La figure de cette lettre est prise des Latins, qui l’avoient prise des Grecs. Le b majuscule est tout-à-fait semblable au grand Βῆτα des Grecs, & notre petit approche fort du petit βῆτα des Grecs. Ceux-ci l’avoient eu des Phéniciens, dont Cadmus apporta les caractères en Grèce. Le Beth Phénicien, ou le Beth de l’ancien Hébreu ; car les Phéniciens & les Hébreux, avant la captivité de Babylone, avoient le même caractère & la même langue : ce Beth, dis-je, étoit à peu-près la même chose que le Βῆτα des Grecs.
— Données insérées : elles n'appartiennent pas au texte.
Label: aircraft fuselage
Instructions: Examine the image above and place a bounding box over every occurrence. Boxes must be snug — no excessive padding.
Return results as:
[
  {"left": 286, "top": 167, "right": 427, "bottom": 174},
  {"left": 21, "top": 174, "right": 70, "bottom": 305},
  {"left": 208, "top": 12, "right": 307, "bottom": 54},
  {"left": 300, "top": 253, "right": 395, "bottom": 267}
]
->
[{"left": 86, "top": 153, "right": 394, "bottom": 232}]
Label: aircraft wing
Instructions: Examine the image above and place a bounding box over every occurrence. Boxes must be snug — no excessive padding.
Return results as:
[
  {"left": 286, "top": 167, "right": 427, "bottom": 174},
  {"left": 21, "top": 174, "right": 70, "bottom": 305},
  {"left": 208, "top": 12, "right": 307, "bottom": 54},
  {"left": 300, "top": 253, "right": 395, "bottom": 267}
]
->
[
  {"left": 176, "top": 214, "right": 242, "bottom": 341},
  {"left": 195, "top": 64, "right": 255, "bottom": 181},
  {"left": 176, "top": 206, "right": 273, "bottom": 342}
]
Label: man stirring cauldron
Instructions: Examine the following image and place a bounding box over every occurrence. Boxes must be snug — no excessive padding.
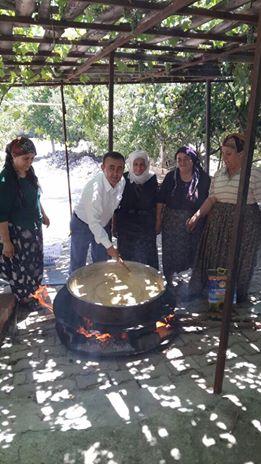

Il a la pance d’en-haut & la moitié de celle d’en-bas ; les Grecs n’ont fait que la fermer. Nous la trouvons souvent sur les médailles Hébraïques presque fermée, & ayant quasi la forme de ce β des Grecs. Voyez la Dissertation du P. Souciet Jésuite, sur les médailles Hébraïques.

Pierius, dans ses Hiéroglifiques, Liv. XLVII, ch. 28, dit, que les Egyptiens exprimoient par la figure d’une brebis le son que nous exprimons par le caractère B, parce que la brebis exprime presque ce son en bêlant, comme nous disions tout à l’heure.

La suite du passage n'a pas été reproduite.